Hi,
I included the Perl regular expressions (PCRE) library from
ftp://ftp.csx.cam.ac.uk/pub/software/programming/pcre/
to get better filename matching capabilities for "--accept" and
"--reject" options.
For now, it is an compile time option.
You must specify "--with-pcre" as an option for the configure script and
have pcre >= 3.0 (RedHat and SuSE RPMs are available - use
http://ftpsearch.ntnu.no ) installed.
I just uploaded pcre-3.1-47 to RedHat, it should be available on every
http://contrib.redhat.com mirror in the next few days.
If you include this feature, any Perl-ish regex can be used on
"--accept" and "--reject" options, the old aren't the supported any
more.
Examples:
-A 'HTML,HTM,JPG,JPEG' is now: -A 'HTM.?$|JP.?G$'
Or when mirroring Apache servers:
-R '^\?.=[AD]'
This seems to be quite complicated for those who did never use Perl, but
it is powerful as hell.
BTW: Matching is done case-independently.
Attached is a patch against my last "gold" version.
The most recent package for now is
http://www.simprovement.com/linux/files/wget-1.5.3gold2.tar.gz
Or try
http://www.simprovement.com/linux/frech.cgi
My "gold" version includes some patches from this list (e.g. preliminary
HTTPS support) and my own extensions.
Please send me any patches/bugfixes you make!
Bye,
--
____ Soenke Jan Peters
|_ _| Rostock, Germany PGP on request,
._|| <[EMAIL PROTECTED]> Subject: getpgpkey
http://www.simprovement.com No solicitations!

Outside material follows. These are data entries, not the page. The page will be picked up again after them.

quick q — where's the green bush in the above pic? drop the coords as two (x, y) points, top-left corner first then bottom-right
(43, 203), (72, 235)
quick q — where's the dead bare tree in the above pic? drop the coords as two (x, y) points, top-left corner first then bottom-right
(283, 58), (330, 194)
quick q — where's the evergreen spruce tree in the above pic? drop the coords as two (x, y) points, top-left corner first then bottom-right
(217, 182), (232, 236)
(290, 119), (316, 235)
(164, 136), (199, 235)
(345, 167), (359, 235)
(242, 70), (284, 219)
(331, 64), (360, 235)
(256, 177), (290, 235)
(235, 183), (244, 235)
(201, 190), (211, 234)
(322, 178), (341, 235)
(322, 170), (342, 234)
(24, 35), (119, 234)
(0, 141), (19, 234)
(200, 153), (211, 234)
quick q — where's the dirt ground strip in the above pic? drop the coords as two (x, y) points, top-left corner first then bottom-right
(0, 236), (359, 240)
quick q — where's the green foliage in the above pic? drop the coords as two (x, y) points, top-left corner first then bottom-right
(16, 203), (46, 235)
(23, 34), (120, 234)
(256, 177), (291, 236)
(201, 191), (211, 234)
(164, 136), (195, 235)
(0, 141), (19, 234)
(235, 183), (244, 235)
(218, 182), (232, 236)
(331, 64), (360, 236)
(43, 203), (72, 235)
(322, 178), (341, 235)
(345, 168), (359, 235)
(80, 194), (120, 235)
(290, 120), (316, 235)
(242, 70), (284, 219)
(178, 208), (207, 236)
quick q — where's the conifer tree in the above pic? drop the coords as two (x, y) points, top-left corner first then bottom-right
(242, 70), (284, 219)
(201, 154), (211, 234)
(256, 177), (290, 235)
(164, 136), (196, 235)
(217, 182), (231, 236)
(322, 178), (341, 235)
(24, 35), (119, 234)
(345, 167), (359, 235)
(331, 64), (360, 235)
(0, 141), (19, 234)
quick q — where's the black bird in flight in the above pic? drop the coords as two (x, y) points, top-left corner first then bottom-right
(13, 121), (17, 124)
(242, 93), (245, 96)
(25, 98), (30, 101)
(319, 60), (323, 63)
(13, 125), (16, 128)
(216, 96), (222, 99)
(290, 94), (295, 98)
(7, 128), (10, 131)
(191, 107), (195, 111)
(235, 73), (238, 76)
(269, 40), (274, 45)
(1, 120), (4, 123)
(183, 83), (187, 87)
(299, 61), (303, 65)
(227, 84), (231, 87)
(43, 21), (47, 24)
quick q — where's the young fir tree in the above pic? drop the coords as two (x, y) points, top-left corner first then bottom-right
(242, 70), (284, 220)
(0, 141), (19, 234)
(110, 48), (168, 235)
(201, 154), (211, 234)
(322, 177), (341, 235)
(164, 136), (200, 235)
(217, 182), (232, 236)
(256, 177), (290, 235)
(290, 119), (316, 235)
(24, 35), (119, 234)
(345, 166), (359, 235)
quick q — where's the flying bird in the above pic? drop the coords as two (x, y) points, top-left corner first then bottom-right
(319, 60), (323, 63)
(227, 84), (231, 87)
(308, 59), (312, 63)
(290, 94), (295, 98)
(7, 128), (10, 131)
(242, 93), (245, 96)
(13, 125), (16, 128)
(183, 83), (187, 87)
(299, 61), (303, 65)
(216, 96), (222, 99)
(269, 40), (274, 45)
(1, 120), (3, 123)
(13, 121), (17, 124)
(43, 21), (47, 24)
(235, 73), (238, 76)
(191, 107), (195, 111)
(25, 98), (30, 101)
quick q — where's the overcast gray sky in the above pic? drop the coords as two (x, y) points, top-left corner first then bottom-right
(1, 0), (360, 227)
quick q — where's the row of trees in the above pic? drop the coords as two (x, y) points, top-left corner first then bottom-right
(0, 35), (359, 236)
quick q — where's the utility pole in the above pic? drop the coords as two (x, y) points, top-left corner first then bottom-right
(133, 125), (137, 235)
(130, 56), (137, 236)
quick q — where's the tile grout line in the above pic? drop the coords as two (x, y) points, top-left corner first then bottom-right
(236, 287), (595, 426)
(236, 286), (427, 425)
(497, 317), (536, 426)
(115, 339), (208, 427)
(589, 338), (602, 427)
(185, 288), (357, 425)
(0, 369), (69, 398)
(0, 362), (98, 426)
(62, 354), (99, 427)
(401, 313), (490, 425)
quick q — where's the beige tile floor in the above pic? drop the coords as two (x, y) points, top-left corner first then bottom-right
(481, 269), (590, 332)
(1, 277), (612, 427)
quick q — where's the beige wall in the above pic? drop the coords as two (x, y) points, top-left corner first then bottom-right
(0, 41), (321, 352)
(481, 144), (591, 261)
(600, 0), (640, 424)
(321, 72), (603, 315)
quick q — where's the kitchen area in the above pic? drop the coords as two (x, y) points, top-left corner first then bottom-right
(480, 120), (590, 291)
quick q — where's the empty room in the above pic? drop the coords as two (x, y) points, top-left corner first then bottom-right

diff -urN --exclude=configure wget-1.5.3gold/ChangeLog wget-1.5.3gold2/ChangeLog
--- wget-1.5.3gold/ChangeLog Wed May 24 22:29:18 2000
+++ wget-1.5.3gold2/ChangeLog Fri Jun 30 00:39:45 2000
@@ -1,3 +1,15 @@
+2000-06-29 Soenke J. Peters <[EMAIL PROTECTED]>
+ * PCRE library option at compile time
+ for --accept and --reject options
+
+ * HTTPS support via OpenSSL
+
+ * Alternative print_percentage() function
+
+ * --filter-script option
+
+ * Referrer faking via --referer=fake
+
2000-05-24 Dan Harkless <[EMAIL PROTECTED]>
* TODO: Timestamps sometimes not copied over on files retrieved by FTP.
diff -urN --exclude=configure wget-1.5.3gold/Makefile.in wget-1.5.3gold2/Makefile.in
--- wget-1.5.3gold/Makefile.in Mon Jun 26 07:10:44 2000
+++ wget-1.5.3gold2/Makefile.in Fri Jun 30 00:23:19 2000
@@ -47,7 +47,8 @@
CPPFLAGS = @CPPFLAGS@ -I$(SSL_INCDIR)
DEFS = @DEFS@ -DSYSTEM_WGETRC=\"$(sysconfdir)/wgetrc\" -DLOCALEDIR=\"$(localedir)\"
SSL_LIBS = @SSL_LIBS@
-LIBS = @LIBS@ $(SSL_LIBS)
+PCRE_LIBS = @PCRE_LIBS@
+LIBS = @LIBS@ $(SSL_LIBS) $(PCRE_LIBS)
SSL_LIBDIR = @SSL_LIBDIR@
LDFLAGS = @LDFLAGS@
diff -urN --exclude=configure wget-1.5.3gold/NEWS wget-1.5.3gold2/NEWS
--- wget-1.5.3gold/NEWS Mon Jun 26 10:59:15 2000
+++ wget-1.5.3gold2/NEWS Fri Jun 30 00:38:00 2000
@@ -5,6 +5,11 @@
Please send GNU Wget bug reports to <[EMAIL PROTECTED]>.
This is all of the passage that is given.